Biologists with Colorado Parks and Wildlife (CPW) are closing and treating a section of water within Rocky Mountain National Park to restore native greenback cutthroat trout.
The Grand Ditch—a water diversion project that moves water from the Colorado River drainage to the eastern side of the Continental Divide—will be treated in its entirety, along with all its tributaries within the Park. That will remove all nonnative fish from the watershed, allowing biologists to then plant native greenback cutthroat trout in their historical range. This project will, in effect, restore the headwaters of the Cache la Poudre River to a cutthroat fishery.
Biologists will use rotenone, a piscicide that’s only poisonous to fish, to treat the Grand Ditch and its tributaries. Rotenone is widely used in conservation and restoration projects since it has a negligible impact on aquatic insect life, instead only removing fish from the river system. Native trout can then be quickly reintroduced, bypassing the cost and time investment of mechanical removal of nonnative fish.
The project will take place during the last week of August, and a section of the Park will be closed while the treatment runs its course. The entire Grand Ditch area is scheduled for closure, along with the full Colorado River Trail up to La Poudre Pass.

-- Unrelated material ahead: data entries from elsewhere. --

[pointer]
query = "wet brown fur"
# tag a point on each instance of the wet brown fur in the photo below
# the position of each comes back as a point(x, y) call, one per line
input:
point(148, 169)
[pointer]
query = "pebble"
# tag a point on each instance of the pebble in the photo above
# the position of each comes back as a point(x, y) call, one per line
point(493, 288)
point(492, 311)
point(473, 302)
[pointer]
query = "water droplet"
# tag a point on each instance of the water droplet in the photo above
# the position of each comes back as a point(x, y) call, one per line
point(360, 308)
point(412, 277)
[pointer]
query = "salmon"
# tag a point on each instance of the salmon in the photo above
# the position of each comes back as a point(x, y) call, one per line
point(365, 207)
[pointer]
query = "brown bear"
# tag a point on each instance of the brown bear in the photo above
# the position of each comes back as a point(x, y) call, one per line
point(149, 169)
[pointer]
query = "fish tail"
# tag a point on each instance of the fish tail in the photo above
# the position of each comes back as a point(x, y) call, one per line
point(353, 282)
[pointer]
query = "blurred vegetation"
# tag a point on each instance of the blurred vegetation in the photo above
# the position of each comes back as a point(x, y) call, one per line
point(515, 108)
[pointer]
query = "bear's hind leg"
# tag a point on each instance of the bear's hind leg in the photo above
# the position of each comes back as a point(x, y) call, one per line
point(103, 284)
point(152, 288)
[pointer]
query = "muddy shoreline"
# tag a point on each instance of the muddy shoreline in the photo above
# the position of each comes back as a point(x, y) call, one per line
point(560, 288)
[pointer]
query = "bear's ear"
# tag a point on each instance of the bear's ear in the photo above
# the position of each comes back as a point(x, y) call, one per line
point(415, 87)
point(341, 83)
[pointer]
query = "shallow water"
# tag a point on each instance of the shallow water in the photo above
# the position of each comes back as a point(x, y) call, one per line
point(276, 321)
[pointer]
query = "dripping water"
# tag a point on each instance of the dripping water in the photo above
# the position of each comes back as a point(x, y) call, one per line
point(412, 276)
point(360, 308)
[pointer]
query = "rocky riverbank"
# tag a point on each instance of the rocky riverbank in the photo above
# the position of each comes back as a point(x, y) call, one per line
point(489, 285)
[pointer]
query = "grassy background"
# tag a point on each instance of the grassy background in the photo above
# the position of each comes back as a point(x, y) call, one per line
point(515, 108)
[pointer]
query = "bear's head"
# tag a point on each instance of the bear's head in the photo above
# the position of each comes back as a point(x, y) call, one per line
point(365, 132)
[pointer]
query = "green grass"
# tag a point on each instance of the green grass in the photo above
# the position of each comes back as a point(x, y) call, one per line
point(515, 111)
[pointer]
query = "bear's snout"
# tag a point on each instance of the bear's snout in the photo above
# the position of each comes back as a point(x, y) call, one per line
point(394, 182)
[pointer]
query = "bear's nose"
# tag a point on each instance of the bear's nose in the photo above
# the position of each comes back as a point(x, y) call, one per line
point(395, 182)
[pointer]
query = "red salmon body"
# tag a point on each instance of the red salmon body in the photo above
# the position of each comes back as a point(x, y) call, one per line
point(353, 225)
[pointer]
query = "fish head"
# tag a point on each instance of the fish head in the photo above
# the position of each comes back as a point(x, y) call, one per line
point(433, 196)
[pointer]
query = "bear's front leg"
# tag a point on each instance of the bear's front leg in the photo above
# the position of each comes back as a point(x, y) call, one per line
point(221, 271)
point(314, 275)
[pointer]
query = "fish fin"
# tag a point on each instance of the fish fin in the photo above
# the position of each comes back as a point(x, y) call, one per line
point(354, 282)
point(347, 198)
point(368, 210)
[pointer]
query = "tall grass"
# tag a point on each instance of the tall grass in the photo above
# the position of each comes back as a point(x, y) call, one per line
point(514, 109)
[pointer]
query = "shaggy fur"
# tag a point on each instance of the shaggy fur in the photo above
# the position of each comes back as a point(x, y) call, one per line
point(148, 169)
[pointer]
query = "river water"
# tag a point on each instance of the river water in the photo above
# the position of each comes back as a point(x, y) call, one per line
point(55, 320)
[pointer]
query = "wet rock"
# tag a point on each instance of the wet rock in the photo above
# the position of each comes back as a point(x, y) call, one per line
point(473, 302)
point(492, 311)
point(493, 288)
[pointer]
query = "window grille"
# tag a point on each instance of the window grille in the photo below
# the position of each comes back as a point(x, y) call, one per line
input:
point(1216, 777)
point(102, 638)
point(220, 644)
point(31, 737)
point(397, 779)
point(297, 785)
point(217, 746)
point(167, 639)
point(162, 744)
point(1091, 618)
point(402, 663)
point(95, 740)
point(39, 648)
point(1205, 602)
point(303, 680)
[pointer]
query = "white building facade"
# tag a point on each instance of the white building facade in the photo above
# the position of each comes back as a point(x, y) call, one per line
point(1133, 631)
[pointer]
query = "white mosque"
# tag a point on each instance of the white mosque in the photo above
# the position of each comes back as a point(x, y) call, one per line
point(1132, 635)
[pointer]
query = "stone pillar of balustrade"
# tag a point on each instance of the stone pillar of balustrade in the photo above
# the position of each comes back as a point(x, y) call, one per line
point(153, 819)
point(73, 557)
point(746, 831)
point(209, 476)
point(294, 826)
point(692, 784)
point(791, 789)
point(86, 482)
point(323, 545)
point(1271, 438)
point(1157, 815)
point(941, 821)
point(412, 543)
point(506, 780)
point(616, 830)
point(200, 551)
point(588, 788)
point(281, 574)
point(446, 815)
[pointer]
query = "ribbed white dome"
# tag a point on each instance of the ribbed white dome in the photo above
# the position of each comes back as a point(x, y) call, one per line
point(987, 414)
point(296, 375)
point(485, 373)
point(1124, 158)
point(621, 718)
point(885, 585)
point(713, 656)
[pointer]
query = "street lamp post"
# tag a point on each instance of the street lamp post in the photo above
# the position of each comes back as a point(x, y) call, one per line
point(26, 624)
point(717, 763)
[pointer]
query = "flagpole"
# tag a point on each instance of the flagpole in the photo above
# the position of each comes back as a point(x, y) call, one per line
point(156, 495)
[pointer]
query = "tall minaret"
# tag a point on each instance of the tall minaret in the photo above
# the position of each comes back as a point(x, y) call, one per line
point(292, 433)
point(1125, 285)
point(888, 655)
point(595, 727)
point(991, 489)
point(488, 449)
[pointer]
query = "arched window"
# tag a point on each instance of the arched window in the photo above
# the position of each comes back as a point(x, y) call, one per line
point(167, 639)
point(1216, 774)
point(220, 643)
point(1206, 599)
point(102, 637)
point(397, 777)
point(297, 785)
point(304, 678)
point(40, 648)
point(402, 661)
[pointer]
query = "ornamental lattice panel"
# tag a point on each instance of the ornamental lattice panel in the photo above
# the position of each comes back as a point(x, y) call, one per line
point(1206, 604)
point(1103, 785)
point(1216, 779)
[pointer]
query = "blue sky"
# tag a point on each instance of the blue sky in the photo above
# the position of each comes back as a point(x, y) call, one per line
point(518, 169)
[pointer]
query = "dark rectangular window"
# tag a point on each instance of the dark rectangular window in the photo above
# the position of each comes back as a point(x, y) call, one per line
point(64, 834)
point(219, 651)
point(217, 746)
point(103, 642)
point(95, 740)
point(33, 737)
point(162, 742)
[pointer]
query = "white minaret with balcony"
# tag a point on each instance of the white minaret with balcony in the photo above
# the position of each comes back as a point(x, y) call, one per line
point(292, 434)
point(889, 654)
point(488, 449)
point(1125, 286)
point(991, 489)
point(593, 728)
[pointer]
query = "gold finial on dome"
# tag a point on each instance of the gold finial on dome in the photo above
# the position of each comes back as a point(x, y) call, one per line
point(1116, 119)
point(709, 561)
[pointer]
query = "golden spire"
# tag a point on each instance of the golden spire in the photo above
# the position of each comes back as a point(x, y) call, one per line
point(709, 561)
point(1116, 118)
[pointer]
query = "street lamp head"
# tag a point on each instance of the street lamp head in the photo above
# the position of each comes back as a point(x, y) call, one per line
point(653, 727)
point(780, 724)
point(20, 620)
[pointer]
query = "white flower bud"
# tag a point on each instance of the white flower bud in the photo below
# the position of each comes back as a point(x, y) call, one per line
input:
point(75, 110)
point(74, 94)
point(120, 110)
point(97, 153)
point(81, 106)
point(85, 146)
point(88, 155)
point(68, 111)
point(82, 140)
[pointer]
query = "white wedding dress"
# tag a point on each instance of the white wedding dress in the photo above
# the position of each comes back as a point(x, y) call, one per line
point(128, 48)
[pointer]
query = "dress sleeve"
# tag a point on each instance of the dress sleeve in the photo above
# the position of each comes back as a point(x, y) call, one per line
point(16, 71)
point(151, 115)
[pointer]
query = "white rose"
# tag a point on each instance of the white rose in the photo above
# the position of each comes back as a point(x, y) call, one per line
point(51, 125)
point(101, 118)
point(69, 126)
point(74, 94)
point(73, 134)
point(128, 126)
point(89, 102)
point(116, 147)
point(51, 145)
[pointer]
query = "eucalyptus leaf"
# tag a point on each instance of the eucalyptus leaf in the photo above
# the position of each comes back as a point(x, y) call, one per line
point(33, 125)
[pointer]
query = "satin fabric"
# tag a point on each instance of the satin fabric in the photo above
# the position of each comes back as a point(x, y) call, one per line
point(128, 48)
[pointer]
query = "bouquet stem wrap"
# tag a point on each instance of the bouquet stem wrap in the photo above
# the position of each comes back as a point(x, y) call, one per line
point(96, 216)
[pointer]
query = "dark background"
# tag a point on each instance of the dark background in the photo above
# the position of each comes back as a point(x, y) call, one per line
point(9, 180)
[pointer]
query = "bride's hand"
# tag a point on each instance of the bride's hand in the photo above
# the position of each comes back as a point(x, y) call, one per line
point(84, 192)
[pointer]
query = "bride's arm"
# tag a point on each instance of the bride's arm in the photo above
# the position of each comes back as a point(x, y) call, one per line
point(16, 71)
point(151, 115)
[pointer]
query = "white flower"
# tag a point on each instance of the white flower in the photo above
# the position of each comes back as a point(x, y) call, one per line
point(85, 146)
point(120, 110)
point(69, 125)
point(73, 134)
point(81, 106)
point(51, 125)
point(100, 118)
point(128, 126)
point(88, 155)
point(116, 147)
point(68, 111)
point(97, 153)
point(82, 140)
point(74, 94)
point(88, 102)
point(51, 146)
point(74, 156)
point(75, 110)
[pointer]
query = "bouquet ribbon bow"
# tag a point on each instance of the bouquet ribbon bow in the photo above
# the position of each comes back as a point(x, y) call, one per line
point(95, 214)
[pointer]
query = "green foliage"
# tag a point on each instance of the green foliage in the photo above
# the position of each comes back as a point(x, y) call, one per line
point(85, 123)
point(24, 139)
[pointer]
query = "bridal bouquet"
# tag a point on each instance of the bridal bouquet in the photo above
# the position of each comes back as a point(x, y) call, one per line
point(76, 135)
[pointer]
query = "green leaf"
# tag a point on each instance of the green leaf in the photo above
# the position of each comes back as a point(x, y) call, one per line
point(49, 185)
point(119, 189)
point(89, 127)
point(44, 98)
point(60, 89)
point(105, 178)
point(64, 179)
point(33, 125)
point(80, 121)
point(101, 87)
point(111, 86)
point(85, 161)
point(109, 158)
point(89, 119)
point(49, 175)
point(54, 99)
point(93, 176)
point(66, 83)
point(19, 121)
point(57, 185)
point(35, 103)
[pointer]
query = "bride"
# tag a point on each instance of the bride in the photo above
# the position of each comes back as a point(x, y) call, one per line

While some anglers may get upset at losing an option to chase brook trout, or other nonnative trout in this areas, most cutthroat restoration projects only aim to restore native fish to a small fraction of their historical range. Other opportunities to catch brook, brown, and rainbow trout will still exist, in part because most watersheds don’t have the water quality necessary to support cutthroat trout through their entire reaches. Habitat destruction, water diversions, and warming stream temperatures all combine to push cutthroat higher in these systems, where the fish were historically found in abundance.